Jackson said who makes these decisions is an interesting question but that the Oakland mayor was missing in action.
“In some ways, there’s clearly—there are clearly tensions here in Oakland between the Police Department and law enforcement, on the one hand, and the Jean Quan, the mayor’s office, on the other, with Chief Batts stepping down just days ago or a week ago, and in part because he felt like he didn’t have the tools, frankly, of repression and racial profiling that he wanted, such as youth curfews, gang injunctions and anti-loitering laws. On the one hand, we had a disgruntled chief who stepped down, who felt like he didn’t have enough of an arsenal here and felt that the mayor wasn’t giving him what he needed, on the other hand, and then, you know, on the other hand, we have the mayor, who basically was missing in action. And so, you know, there’s these power plays, these power dynamics, that are going on.

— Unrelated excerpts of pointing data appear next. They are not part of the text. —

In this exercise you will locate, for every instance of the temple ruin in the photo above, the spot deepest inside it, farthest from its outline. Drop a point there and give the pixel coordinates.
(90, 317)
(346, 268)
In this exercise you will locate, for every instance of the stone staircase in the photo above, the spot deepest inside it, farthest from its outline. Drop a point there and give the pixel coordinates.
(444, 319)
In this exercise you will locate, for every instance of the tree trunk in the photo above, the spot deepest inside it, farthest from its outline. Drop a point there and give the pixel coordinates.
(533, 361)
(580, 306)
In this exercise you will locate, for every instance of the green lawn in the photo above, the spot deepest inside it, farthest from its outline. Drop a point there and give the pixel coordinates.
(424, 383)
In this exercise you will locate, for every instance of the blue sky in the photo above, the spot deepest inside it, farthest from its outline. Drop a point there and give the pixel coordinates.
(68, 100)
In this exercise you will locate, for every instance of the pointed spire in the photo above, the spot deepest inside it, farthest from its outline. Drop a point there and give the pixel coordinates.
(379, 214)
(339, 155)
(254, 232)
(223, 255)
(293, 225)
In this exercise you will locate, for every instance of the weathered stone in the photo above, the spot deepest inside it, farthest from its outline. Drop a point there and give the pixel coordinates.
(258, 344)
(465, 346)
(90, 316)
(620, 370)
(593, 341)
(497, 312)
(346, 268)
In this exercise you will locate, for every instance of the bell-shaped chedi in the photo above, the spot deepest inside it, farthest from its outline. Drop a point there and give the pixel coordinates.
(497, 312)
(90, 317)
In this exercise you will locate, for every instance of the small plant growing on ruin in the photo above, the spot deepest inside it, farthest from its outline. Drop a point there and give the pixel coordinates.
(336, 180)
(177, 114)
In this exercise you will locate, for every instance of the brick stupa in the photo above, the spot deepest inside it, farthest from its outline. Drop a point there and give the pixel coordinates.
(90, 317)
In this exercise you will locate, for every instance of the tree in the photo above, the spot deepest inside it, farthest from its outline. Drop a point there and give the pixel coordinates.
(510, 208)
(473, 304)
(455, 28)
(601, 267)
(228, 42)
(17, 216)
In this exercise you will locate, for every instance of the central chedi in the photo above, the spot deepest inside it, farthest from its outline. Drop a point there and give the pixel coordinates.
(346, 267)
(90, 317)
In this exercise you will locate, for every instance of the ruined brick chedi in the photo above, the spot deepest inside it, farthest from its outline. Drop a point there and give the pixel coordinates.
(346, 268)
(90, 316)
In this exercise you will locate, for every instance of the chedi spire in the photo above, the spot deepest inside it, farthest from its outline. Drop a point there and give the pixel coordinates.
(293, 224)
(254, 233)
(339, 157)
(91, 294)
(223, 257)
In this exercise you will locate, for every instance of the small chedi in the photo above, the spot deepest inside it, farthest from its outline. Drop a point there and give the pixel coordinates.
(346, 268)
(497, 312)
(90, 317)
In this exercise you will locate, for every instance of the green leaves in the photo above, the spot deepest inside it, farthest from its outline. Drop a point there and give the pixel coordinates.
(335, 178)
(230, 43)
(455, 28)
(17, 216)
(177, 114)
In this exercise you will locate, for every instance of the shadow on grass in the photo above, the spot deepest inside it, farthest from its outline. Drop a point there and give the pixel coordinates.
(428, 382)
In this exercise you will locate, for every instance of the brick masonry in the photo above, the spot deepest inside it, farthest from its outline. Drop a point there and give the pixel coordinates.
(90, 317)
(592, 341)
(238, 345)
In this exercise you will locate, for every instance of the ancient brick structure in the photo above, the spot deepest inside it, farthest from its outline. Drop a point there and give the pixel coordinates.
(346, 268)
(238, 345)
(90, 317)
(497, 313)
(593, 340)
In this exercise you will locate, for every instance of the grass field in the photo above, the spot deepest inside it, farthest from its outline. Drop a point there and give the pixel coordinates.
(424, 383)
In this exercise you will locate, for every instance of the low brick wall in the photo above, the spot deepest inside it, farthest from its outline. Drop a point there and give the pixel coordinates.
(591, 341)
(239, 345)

When Goodman asked about the police chief referring to some kind of sexual assault, Jackson replied, “That was—that was basically like the WMDs of our struggle here, has been—has been rats—rats, sexual assault and drug use.”
“And that’s why I say that it’s interesting to think about the decision-making process, because while clearly there are individuals who are making certain decisions, it’s—we have to look at, and be suspicious of, the fact that many of the camps all got attacked at the same time and really largely for the same reasons.”
The battle between armed “justice” department employees and unarmed protesters began with a 5:00 a.m. pre-dawn vicious raid by police on the campers who were chased and ended with one human rights defender in critical condition and approximately six other protesters wounded.
The M84 is the currently issued stun grenade of the U.S. Army that transfers its weapons to the U.S. Justice Department. When detonated, the stun grenade “emits an intensely loud “bang” and blinding flash of more than one million candela and 170–180 dB within five feet of initiation, sufficient to cause immediate (but temporary) flash blindness, deafness, tinnitus, andinner ear disturbance.” (“US Army’s Search for an Economical Device for Stun Hand Grenade Training” (PDF). dtic.mil, pg. 5. Retrieved on 24 July 2009.)
People exposed to the grenade experience disorientation, confusion and loss of coordination and balance. The M84 is classified as a non-lethal weapon.
Human rights defender Thomas Olsen, 24, a U.S. Marine veteran attempting to defend Americans protesting at Occupy Oakland remains unconscious in critical condition with a fractured skull, brain swelling and brain damage risk after shot in the face during Tuesday night’s American government assault on over 1000 protesters exercising Fifth Amendment Rights.
The hostile attack turned downtown Oakland into a war zone of explosions, smoke and screaming.